The most frequently used diagnostic interview is the Schedule for Affective Disorders and Schizophrenia for School Aged Children (K-SADS; Ambrosini, 2000; Puig-Antich & Chambers, 1978; Puig-Antich & Ryan, 1986). The K-SADS is commonly used in studies of childhood mood disorders and incorporates both child and parent reports. Each symptom also has a “summary score,” assigned by the interviewer after considering child and parent reports and all other available sources of clinical information, such as behavioral observations, self-report questionnaires, and teacher ratings.

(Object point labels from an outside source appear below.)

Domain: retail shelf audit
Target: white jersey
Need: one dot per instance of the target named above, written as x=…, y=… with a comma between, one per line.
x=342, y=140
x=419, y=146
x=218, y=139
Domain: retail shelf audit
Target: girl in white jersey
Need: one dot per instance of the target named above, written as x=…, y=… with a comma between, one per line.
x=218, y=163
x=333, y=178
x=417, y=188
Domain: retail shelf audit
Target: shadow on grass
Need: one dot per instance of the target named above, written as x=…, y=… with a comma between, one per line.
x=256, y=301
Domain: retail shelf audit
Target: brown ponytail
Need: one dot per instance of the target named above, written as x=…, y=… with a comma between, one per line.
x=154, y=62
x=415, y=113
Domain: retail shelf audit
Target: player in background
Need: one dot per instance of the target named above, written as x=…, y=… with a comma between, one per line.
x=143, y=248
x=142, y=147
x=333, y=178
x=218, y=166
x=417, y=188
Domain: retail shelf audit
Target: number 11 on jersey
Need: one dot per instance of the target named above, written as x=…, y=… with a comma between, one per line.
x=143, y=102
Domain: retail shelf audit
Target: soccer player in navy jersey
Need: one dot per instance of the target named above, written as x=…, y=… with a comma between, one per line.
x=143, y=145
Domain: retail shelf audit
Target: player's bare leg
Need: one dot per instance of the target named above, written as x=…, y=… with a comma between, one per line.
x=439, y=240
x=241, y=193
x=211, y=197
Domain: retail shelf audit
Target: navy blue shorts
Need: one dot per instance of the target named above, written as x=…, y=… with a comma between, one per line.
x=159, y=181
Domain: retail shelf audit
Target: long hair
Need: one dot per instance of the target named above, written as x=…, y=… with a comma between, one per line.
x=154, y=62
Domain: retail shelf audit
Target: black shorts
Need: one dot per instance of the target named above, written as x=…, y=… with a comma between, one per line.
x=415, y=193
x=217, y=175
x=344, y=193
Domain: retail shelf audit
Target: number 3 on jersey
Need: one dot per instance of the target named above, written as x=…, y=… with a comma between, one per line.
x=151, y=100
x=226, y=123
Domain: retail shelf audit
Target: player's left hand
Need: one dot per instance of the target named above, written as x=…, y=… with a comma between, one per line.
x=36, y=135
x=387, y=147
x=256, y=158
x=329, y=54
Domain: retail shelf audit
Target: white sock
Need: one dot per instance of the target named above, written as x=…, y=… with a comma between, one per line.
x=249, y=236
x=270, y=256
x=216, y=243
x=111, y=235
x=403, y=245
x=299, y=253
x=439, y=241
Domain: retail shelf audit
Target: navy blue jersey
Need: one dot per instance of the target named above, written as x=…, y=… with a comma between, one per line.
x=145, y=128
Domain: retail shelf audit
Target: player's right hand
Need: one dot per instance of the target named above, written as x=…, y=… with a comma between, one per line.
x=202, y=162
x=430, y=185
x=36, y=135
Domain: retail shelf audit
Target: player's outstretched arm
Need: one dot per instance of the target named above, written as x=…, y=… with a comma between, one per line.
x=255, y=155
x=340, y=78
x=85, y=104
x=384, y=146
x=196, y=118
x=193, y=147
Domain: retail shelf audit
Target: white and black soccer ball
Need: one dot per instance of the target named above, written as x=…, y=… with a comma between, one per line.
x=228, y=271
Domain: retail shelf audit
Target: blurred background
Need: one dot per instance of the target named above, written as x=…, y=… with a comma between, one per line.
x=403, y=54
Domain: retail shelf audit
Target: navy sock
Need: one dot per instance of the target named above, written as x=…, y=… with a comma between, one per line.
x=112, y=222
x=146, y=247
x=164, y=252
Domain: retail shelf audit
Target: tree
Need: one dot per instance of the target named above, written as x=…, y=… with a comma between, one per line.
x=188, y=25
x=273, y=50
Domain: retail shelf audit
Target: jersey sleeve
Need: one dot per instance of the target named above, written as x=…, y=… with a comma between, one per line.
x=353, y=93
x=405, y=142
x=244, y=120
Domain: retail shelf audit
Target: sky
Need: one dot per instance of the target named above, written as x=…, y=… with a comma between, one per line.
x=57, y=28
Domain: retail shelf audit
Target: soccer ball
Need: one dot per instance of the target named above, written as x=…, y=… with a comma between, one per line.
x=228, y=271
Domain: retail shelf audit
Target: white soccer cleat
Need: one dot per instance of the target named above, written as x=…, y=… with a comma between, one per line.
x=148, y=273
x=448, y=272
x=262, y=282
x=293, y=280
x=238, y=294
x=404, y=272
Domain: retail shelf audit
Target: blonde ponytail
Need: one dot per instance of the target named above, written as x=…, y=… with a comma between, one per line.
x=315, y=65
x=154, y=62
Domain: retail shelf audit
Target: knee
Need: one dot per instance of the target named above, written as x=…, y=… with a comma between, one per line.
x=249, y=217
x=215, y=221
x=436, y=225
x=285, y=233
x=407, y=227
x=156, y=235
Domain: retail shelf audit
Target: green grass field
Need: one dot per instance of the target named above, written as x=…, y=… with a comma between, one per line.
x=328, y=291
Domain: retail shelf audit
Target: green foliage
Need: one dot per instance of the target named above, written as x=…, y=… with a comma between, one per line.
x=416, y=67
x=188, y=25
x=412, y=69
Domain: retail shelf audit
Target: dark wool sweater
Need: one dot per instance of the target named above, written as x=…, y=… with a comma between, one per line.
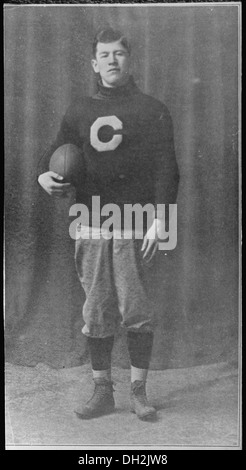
x=129, y=152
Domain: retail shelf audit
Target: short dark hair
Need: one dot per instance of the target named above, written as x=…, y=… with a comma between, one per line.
x=110, y=35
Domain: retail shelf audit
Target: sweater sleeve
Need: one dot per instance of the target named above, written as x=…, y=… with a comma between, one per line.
x=166, y=168
x=67, y=135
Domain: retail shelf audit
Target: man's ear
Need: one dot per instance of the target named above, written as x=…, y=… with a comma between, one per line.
x=94, y=65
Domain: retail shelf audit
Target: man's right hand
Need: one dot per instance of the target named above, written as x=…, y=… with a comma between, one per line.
x=49, y=183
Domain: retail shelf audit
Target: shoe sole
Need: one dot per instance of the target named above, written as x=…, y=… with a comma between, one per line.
x=95, y=415
x=152, y=416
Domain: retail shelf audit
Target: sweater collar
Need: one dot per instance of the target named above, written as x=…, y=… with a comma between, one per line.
x=116, y=92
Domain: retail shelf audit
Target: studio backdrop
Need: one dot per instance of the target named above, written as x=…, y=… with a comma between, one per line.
x=185, y=56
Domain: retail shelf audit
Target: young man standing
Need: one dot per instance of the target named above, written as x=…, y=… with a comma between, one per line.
x=127, y=142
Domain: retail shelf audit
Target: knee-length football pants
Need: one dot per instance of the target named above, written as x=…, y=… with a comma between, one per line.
x=117, y=282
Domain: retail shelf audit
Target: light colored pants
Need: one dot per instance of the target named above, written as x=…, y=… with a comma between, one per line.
x=117, y=284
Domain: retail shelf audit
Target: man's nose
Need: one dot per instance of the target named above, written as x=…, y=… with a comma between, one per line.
x=112, y=59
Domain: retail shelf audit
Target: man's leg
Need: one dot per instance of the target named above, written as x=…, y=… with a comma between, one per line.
x=100, y=312
x=140, y=348
x=102, y=400
x=133, y=277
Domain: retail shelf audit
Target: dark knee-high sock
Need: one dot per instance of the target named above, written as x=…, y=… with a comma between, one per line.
x=100, y=353
x=140, y=348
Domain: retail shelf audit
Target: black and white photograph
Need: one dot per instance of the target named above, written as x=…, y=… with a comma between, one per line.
x=122, y=227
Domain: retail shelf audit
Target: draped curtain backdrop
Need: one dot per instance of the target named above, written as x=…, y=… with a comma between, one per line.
x=185, y=56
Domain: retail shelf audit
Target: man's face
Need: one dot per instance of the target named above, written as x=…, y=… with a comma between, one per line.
x=112, y=62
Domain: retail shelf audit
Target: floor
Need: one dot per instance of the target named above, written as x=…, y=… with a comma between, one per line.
x=197, y=408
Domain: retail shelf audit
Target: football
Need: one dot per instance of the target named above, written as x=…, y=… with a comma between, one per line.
x=68, y=161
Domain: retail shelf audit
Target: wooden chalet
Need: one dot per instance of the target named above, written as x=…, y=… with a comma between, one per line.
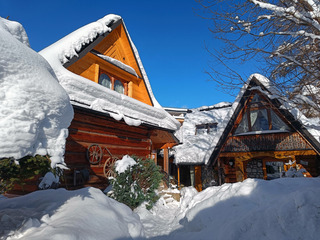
x=260, y=136
x=115, y=112
x=263, y=136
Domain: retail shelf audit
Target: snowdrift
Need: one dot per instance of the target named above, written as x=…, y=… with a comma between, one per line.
x=60, y=214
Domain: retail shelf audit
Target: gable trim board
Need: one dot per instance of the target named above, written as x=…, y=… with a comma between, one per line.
x=87, y=47
x=254, y=82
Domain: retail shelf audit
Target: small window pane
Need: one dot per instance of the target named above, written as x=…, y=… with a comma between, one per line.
x=104, y=80
x=259, y=120
x=277, y=123
x=243, y=126
x=118, y=86
x=256, y=98
x=212, y=128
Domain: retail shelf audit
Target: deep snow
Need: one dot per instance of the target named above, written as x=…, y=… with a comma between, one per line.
x=286, y=208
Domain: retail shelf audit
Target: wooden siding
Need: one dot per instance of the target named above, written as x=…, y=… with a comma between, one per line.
x=119, y=138
x=266, y=142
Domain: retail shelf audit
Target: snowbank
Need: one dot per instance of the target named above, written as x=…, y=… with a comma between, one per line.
x=253, y=209
x=60, y=214
x=35, y=111
x=194, y=146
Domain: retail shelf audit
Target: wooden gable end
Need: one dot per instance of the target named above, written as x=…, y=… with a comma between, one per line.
x=117, y=46
x=267, y=140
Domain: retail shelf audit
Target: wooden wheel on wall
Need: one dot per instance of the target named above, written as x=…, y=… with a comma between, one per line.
x=94, y=154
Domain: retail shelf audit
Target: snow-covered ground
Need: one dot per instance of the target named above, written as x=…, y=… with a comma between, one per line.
x=287, y=208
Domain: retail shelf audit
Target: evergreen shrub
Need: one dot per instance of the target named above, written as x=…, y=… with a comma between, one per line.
x=137, y=184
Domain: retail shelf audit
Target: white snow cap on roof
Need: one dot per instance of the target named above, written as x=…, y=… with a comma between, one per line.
x=86, y=93
x=35, y=110
x=193, y=147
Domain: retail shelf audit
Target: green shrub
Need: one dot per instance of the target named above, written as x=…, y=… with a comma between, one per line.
x=137, y=184
x=17, y=172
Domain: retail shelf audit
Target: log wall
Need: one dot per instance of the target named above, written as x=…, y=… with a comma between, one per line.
x=120, y=139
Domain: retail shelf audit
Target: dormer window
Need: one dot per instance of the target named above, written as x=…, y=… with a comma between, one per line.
x=111, y=82
x=260, y=117
x=208, y=128
x=118, y=86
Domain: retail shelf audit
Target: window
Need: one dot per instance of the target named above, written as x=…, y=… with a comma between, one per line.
x=108, y=81
x=208, y=128
x=118, y=86
x=260, y=117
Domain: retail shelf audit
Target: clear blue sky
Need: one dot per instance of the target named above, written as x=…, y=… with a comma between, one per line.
x=168, y=34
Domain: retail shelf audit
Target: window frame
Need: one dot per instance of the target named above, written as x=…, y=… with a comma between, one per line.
x=264, y=103
x=113, y=79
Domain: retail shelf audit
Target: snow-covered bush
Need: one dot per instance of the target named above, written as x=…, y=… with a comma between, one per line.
x=17, y=172
x=35, y=110
x=136, y=182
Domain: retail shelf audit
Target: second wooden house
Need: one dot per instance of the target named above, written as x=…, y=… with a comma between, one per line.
x=260, y=136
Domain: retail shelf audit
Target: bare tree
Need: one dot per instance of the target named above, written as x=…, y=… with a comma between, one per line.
x=282, y=34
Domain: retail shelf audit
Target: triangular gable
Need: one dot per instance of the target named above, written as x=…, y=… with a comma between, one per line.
x=110, y=37
x=291, y=117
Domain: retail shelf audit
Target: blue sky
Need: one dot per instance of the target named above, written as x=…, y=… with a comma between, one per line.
x=168, y=34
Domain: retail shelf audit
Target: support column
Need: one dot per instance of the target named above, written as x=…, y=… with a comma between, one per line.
x=178, y=168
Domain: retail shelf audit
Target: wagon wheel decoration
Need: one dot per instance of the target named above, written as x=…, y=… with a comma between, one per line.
x=108, y=167
x=94, y=154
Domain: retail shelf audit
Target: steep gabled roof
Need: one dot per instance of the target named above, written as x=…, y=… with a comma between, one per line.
x=308, y=128
x=88, y=94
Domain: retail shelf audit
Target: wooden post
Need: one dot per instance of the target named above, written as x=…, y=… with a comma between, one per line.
x=178, y=168
x=166, y=160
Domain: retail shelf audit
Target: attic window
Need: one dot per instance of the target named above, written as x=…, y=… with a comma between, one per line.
x=260, y=117
x=109, y=81
x=208, y=128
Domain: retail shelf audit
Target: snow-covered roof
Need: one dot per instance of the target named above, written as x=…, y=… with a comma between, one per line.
x=193, y=147
x=309, y=127
x=35, y=111
x=88, y=94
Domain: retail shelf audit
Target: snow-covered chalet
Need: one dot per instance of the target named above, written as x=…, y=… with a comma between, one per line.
x=115, y=110
x=261, y=135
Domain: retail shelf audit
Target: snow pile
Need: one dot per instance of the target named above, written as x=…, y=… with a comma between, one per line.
x=35, y=111
x=253, y=209
x=119, y=64
x=312, y=125
x=194, y=146
x=88, y=94
x=125, y=163
x=60, y=214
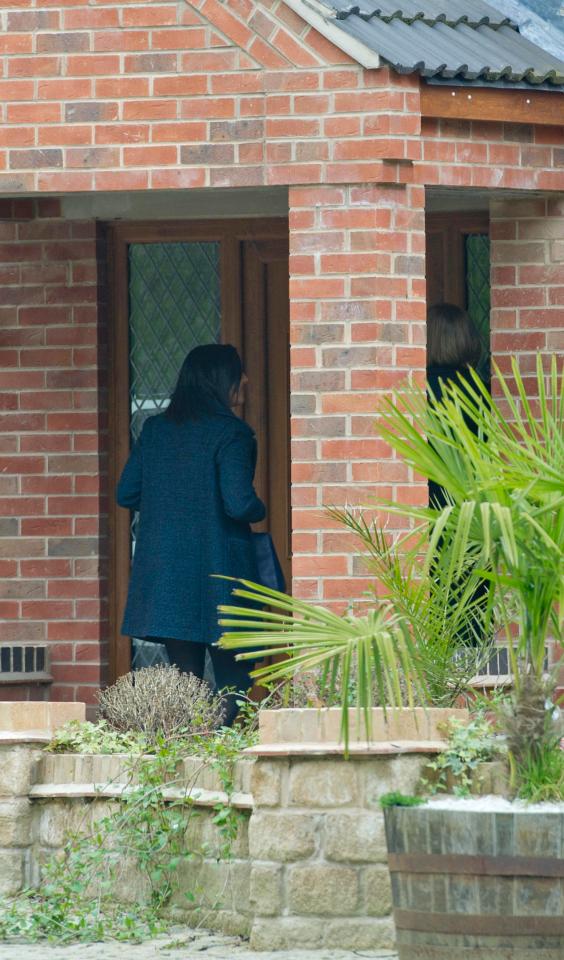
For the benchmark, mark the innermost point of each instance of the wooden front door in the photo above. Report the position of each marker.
(175, 285)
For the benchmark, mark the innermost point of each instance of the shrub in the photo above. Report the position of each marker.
(161, 701)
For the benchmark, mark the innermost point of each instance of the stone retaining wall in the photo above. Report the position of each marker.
(319, 875)
(308, 868)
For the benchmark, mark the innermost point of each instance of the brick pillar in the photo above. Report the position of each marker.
(357, 315)
(527, 280)
(52, 437)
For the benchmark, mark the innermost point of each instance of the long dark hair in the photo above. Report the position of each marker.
(206, 382)
(452, 337)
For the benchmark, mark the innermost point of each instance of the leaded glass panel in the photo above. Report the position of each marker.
(174, 305)
(477, 247)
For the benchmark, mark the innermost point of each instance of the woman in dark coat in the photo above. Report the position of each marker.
(190, 476)
(453, 347)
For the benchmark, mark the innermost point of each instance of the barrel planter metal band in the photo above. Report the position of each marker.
(477, 883)
(476, 924)
(485, 866)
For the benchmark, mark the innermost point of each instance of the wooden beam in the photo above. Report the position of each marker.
(481, 103)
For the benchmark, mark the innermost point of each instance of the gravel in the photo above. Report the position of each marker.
(180, 944)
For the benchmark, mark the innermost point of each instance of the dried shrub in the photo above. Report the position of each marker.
(161, 700)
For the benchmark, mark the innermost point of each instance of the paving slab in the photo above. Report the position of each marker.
(180, 944)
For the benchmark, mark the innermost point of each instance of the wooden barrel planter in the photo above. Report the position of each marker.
(477, 883)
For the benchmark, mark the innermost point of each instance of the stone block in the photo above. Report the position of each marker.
(282, 836)
(323, 783)
(37, 716)
(53, 825)
(324, 725)
(11, 872)
(15, 823)
(355, 836)
(377, 891)
(538, 834)
(266, 892)
(215, 886)
(266, 782)
(17, 770)
(386, 774)
(203, 836)
(287, 933)
(323, 890)
(362, 933)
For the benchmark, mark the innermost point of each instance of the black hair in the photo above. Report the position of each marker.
(207, 380)
(452, 337)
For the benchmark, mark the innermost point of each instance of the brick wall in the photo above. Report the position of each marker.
(357, 314)
(527, 280)
(177, 95)
(52, 435)
(180, 95)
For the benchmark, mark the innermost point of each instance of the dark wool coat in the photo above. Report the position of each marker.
(192, 484)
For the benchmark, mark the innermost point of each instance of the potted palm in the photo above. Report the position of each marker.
(483, 879)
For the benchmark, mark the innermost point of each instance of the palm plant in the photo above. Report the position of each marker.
(502, 467)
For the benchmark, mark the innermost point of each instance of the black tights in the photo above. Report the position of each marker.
(190, 657)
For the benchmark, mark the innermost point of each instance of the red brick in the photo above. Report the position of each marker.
(34, 66)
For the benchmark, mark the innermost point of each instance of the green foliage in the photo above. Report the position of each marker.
(140, 840)
(376, 650)
(397, 799)
(468, 745)
(540, 776)
(451, 626)
(502, 465)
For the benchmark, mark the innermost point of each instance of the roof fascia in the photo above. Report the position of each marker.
(319, 17)
(479, 103)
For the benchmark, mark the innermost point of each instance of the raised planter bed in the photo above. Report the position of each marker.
(323, 726)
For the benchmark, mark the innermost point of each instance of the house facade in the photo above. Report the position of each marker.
(298, 177)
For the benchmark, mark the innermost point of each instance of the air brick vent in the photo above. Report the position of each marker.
(24, 663)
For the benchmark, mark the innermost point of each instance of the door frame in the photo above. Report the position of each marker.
(230, 233)
(452, 227)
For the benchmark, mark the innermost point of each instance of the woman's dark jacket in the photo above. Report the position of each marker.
(192, 484)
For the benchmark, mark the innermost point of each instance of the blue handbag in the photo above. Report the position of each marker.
(269, 571)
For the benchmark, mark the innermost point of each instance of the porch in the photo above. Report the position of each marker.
(95, 325)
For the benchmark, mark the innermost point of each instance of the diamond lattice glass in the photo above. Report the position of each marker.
(174, 305)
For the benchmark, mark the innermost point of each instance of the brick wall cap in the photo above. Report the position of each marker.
(358, 749)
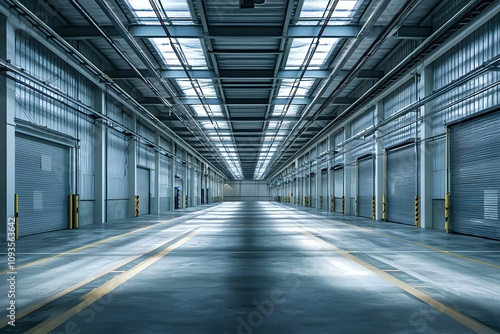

Available reliability and validity estimates for the most recent K-SADS versions range from acceptable to excellent, but are based on relatively small samples (Birmaher et al., 2006; Goldstein et al., 2005; Kim, Miklowitz, Biuckians, & Mullen, 2007; Lewinsohn, Shankman, Gau, & Klein, 2004). In general, inter-rater reliability is excellent across diagnoses and test–retest reliability is excellent among mood disorders, current anxiety disorders, oppositional defiant disorder (ODD), and lifetime conduct disorder (Kaufman et al., 1997). Test–retest reliability is moderate for lifetime ADHD, posttraumatic stress disorder (PTSD), and lifetime anxiety disorders. The K-SADS demonstrates good convergent and divergent validity with behavioral checklists (Birmaher et al., 2009). The K-SADS has been adapted for use in other languages and cultures (Akdemir & Gokler, 2008; Ghanizadeh, Mohammadi, & Yazdanshenas, 2006; Kim et al., 2004; Renou, Hergueta, Flament, Mouren-Simeoni, & Lecrubier, 2004; Schoeman, Carey, & Seedat, 2009), with some available data on cross-cultural K-SADS adaptations indicating high inter-rater reliability and validity (Brasil & Bordin, 2010; Kolaitis, Korpa, Kolvin, & Tsiantis, 2003; Lauth et al., 2010; Shanee, Apter, & Weizman, 1997).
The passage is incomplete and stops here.